Vedanta’s matching-offer claim and the post-deadline addendum
Vedanta has argued that it was denied an opportunity to match the Adani group entity’s offer. The RP countered this by pointing to bid conditions that prohibited revisions after closure of the challenge process. Singhvi told the tribunal that Vedanta submitted an addendum on November 8, 2025 after being informed a day earlier that voting would commence, and that this amounted to an impermissible unilateral modification. The CoC’s position, as described in the proceedings, is that accepting a post-process change would undermine the bidding framework. Vedanta, for its part, has maintained that process design and information flow limited a fair opportunity to recalibrate bids.
How Adani’s plan moved through approvals
The Adani group’s resolution plan received the CoC’s nod in November 2025 with 93.8% voting support, according to the case record cited in the proceedings. National Asset Reconstruction Company Ltd (NARCL), described as the principal lender, held around 82% voting share, with other creditors including IDBI Bank, Axis Bank, Bank of New York Mellon, and State Bank of India. After the CoC vote, the plan was cleared by the National Company Law Tribunal (NCLT) Allahabad Bench on March 17, 2026. Vedanta challenged the outcome before NCLAT and also moved the Supreme Court seeking a stay on implementation. Separately reported developments said the Supreme Court declined to stay implementation, while NCLAT had also refused interim relief in earlier proceedings.
The numbers Vedanta is using to question value maximisation
Vedanta’s challenge repeatedly returns to a comparison between the approved plan value and JAL’s liquidation value. Vedanta told NCLAT that the CoC cleared Adani Enterprises’ plan worth ₹14,535 crore even though JAL’s liquidation value was estimated at ₹15,799.53 crore. Vedanta argued this implied creditors would have been better off under liquidation. In contrast, Vedanta cited its own proposal at about ₹17,926 crore in one submission, and it has also been reported as ₹16,726 crore in submissions before the appellate tribunal. Vedanta also claimed it offered roughly ₹3,400 crore more in gross value and about ₹500 crore more in NPV than the Adani plan, and said the CoC failed to record meaningful deliberation for choosing a lower-value bid.

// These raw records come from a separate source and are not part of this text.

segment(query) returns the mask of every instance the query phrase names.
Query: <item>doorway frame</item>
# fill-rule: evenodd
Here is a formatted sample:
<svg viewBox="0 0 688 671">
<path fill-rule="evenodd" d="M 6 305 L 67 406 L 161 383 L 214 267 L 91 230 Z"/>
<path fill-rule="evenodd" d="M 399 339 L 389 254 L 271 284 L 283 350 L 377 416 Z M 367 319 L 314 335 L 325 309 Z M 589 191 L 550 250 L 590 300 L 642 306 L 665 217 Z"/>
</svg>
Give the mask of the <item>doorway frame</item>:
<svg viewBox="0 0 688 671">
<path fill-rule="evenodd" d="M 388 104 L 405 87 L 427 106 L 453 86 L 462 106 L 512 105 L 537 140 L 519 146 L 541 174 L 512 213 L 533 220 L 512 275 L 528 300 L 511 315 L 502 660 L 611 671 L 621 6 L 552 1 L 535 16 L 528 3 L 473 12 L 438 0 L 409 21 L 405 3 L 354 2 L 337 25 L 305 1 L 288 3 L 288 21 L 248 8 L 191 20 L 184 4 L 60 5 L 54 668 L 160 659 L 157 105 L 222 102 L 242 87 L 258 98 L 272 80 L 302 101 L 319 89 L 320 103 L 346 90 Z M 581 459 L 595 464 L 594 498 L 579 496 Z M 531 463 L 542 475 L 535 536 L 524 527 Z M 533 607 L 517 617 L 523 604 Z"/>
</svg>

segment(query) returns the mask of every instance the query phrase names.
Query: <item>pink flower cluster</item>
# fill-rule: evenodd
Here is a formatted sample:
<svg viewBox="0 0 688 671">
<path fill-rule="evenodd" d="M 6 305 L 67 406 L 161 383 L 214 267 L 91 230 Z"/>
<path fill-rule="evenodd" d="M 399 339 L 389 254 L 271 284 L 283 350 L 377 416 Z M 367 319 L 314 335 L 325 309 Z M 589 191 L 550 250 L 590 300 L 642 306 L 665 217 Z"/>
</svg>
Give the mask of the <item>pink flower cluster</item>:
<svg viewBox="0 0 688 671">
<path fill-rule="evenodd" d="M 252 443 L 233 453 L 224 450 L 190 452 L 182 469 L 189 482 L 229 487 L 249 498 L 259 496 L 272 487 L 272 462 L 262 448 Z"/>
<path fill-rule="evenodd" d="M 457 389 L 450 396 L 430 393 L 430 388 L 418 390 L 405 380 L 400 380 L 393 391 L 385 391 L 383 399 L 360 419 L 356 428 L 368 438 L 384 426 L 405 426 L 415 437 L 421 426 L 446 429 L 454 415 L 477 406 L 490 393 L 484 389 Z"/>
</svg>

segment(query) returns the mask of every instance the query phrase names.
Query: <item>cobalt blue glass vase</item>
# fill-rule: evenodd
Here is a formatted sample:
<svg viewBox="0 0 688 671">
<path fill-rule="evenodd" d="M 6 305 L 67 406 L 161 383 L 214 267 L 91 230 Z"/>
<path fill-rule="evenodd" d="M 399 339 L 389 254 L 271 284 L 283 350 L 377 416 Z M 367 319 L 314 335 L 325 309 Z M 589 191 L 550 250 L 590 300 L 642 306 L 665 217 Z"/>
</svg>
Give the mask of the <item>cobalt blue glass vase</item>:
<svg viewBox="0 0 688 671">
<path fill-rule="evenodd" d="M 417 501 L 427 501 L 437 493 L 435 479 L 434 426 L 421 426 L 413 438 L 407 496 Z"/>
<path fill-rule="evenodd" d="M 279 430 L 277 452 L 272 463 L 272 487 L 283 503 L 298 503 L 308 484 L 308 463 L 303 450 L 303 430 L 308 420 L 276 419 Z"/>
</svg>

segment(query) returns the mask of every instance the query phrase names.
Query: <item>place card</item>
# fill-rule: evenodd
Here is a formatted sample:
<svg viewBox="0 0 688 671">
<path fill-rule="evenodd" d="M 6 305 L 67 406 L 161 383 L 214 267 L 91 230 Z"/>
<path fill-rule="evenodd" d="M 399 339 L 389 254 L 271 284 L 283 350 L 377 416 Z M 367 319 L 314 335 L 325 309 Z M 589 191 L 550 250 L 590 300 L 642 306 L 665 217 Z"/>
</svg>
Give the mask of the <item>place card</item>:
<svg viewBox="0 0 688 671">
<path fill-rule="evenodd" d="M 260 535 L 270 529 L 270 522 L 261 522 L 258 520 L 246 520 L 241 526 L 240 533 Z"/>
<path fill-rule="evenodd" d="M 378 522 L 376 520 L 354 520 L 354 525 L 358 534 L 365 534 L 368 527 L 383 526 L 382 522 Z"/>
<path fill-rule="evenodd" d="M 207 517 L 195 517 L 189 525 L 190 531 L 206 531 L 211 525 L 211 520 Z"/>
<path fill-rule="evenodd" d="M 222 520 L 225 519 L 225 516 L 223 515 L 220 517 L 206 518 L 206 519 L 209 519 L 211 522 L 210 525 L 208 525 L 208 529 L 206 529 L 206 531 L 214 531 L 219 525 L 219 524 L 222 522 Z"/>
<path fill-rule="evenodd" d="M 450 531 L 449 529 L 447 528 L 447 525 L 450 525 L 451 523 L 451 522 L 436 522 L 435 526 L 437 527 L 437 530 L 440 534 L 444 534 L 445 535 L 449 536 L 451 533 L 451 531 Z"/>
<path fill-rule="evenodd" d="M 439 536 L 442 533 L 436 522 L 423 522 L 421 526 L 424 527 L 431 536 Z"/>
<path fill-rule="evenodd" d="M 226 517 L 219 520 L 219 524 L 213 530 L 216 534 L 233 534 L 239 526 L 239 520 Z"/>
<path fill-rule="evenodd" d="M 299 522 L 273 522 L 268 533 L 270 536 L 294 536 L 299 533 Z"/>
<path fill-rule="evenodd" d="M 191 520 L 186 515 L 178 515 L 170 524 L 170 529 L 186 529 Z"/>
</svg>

Challenge mechanism and transparency allegations
Vedanta alleged the bidding process was opaque and that critical financial details of rival offers were not shared. It said the challenge mechanism ran for five rounds and claimed it was the sole active participant during that phase, enhancing its bid twice by ₹250 crore. Vedanta also criticised the mechanism’s design, saying bidders were required to submit both upfront and deferred payment components but were shown only the highest NPV after each round. According to its submissions, this limited bidders’ ability to adjust structures, particularly the upfront cash component. The CoC has defended its approach, maintaining the process complied with IBC rules and that no bidder has a guaranteed right to win even with the highest value.
Key facts at a glance
What happens next
The dispute is scheduled for further hearing at NCLAT on April 13. Vedanta’s case turns on whether the CoC’s evaluation and information sharing met the transparency and value-maximisation expectations under the IBC, and whether any process deviations warrant interference. The RP’s stand is that there was no formal declaration of Vedanta as the highest bidder and that late revisions were barred by the bid conditions. With the resolution plan already cleared by NCLT and interim relief having been difficult to secure, the next steps will hinge on how NCLAT weighs procedural challenges against the established principle of CoC commercial wisdom.